Concerns about an extension of U.S. sanctions against Moscow that could possibly target Russian state banks and holdings of Russian government bonds plagued markets in August and sent the rouble to its lowest levels since 2016.
Some depositors used the rouble’s slide to levels close to 69 against the dollar from around 62 seen in early August as an opportunity to cash in on the currency moves, withdrawing foreign currency so they could use it to buy roubles cheaply.
The amount of foreign currency that retail clients held in Sberbank, Russia’s No. 1 lender, declined by $1.1 billion in August to $33 billion, while the bank’s corporate FX deposits shrank by $2.2 billion to $55 billion.
Sberbank’s Deputy Chief Executive Alexander Morozov told Reuters last month that concerns about fresh U.S. sanctions, elevated volatility on the currency market and the seasonal demand for foreign currency during summer holidays had all driven the outflow from households’ foreign currency deposits.
For companies, a seasonal need to pay dividends in roubles had also taken its toll in August, the Sberbank press-office said.
In September, such outflow continued as Sberbank’s retail clients withdrew around 130 billion roubles ($1.95 billion) worth of FX, data from the bank’s earnings report under Russian accounting standards showed on Friday.
Later on Friday, Sberbank said that, according to its calculations and the rouble exchange rate it used, outflows of foreign currency from retail deposits totaled $900 million in September but the bank also had inflows worth $1.5 billion from legal entities.
The data on flows at Russia’s five biggest lenders and subsidiaries of major foreign banks was collated by Reuters. It was based on the banks’ financial results submitted to the central bank as well as on the relevant rouble exchange rate. VTB, Russia’s No.2 lender, saw corporate and retail FX deposits falling by a total of $3.15 billion in August.
“We observe the trend that corporate clients are replacing foreign currency deposits with rouble ones,” VTB’s press office said in an email.
“We don’t observe any contraction in (retail) foreign currency deposits. In August VTB has increased the portfolio of retail dollar deposits by more than 6 percent in the rouble equivalent,” VTB said.
Corporate deposits denominated in foreign currency have also shrunk by $1.7 billion at state-owned Gazprombank, Russia’s third-largest lender by assets.
Russia’s fourth-largest state-owned lender Rosselkhozbank, however, saw corporate FX deposits rising to $5.93 billion by the end of August from $5.72 billion a month earlier. The fluctuation was in line with a monthly average, the bank said.

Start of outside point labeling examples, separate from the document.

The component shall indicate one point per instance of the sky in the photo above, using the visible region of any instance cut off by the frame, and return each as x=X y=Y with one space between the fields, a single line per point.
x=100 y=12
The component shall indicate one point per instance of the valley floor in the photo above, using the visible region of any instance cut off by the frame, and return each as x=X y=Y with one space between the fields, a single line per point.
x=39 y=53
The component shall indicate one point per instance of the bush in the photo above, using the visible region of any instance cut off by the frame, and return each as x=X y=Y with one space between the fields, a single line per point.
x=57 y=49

Alfa Bank, Russia’s fifth-largest lender by assets and the largest among non-state banks, saw corporate FX deposits rising by $160 million to $6.38 billion as of end-August.

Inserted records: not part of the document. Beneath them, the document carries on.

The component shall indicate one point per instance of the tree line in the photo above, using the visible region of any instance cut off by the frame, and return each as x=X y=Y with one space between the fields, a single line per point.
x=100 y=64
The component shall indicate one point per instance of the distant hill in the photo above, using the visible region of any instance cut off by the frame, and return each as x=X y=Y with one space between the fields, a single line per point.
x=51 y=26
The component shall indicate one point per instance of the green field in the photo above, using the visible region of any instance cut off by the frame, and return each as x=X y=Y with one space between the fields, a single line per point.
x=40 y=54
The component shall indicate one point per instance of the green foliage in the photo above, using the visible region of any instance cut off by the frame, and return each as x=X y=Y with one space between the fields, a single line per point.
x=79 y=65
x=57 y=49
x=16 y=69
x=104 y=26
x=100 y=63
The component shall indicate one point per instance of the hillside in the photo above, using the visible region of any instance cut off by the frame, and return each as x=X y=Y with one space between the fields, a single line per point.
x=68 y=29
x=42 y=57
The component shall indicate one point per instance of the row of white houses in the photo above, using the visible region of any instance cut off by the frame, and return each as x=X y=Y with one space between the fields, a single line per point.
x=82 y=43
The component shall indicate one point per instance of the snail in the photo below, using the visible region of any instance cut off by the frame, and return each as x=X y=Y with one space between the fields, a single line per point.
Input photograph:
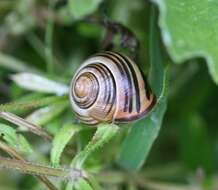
x=108 y=87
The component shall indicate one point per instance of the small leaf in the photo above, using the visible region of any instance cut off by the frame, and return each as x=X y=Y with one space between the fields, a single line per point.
x=82 y=184
x=81 y=8
x=196 y=35
x=13 y=64
x=143 y=133
x=103 y=134
x=15 y=140
x=60 y=141
x=43 y=115
x=39 y=83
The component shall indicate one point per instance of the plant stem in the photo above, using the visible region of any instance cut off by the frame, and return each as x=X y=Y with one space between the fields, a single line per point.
x=103 y=135
x=14 y=64
x=48 y=39
x=39 y=170
x=23 y=123
x=10 y=107
x=13 y=153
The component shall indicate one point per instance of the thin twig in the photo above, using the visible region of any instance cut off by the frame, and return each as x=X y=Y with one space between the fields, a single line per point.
x=39 y=170
x=128 y=38
x=48 y=38
x=14 y=106
x=13 y=153
x=27 y=125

Russia’s branch of Citibank saw FX deposits growing by 15 billion roubles ($224.65 million) in August. This was the result of transactions of “a limited number of affluent customers,” said the head of banking products at Citi, Dmitry Emelin.
Foreign currency deposits at Raiffeisen Bank in Russia grew to $1.88 billion from $1.37 billion in August, while FX deposits at Rosbank, a subsidiary of Societe Generale, rose to $1.95 billion from $1.70 billion.
Gazprombank, Raiffeisen and Rosbank did not reply to a request for comment.